Wirth, Christian
Christian Wirth (24 Nov. 1885 – 26 May 1944), SS Sturmbannführer, was a German police officer who was assigned to supervise euthanasia killings in German mental institutions in late 1939. In late 1941, he was assigned to head the Belzec Camp. In August 1942, he became inspector of the Aktion Reinhardt camps. After this operation was terminated in 1943, he was assigned to an anti-partisan unit in northern Italy in late 1943, where he was killed by partisans in May 1944.

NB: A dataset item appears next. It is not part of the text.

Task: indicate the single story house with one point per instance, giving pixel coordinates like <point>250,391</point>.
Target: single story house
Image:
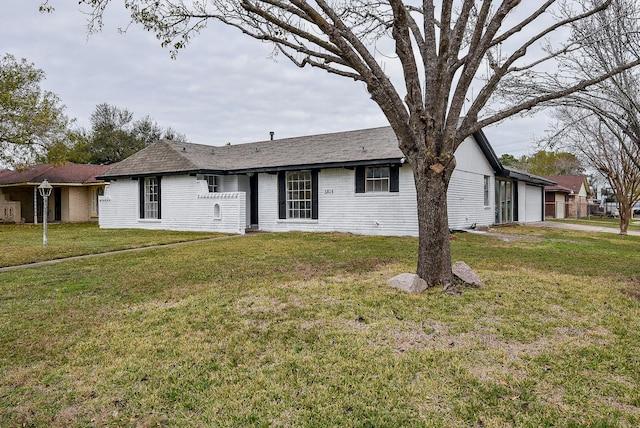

There is very little documentation about Wirth’s actual activities. His activities as commandant of the Belzec Camp are obscure, because we only have the two extremely unreliable testimonies of Kurt Gerstein and Rudolf Reder from the immediate postwar period. While Reder did not even mention Wirth, Gerstein described him as “a frail and small man,” when in fact he was tall and broad-shouldered. We furthermore have several brief references to Wirth as a brutal, calloused man, made decades after the war by defendants in West-German trials about crimes allegedly committed at the Belzec, Sobibór and Treblinka camps. It stands to reason, however, that those defendants used Wirth as a conveniently dead scapegoat who couldn’t respond to his accusers. Hence, their terse statements must be viewed with skepticism as well.
(For some details, see the index entries for C. Wirth in Mattogno 2004a, 2021b&e, Mattogno/Graf 2023, Graf/Kues/Mattogno 2020.)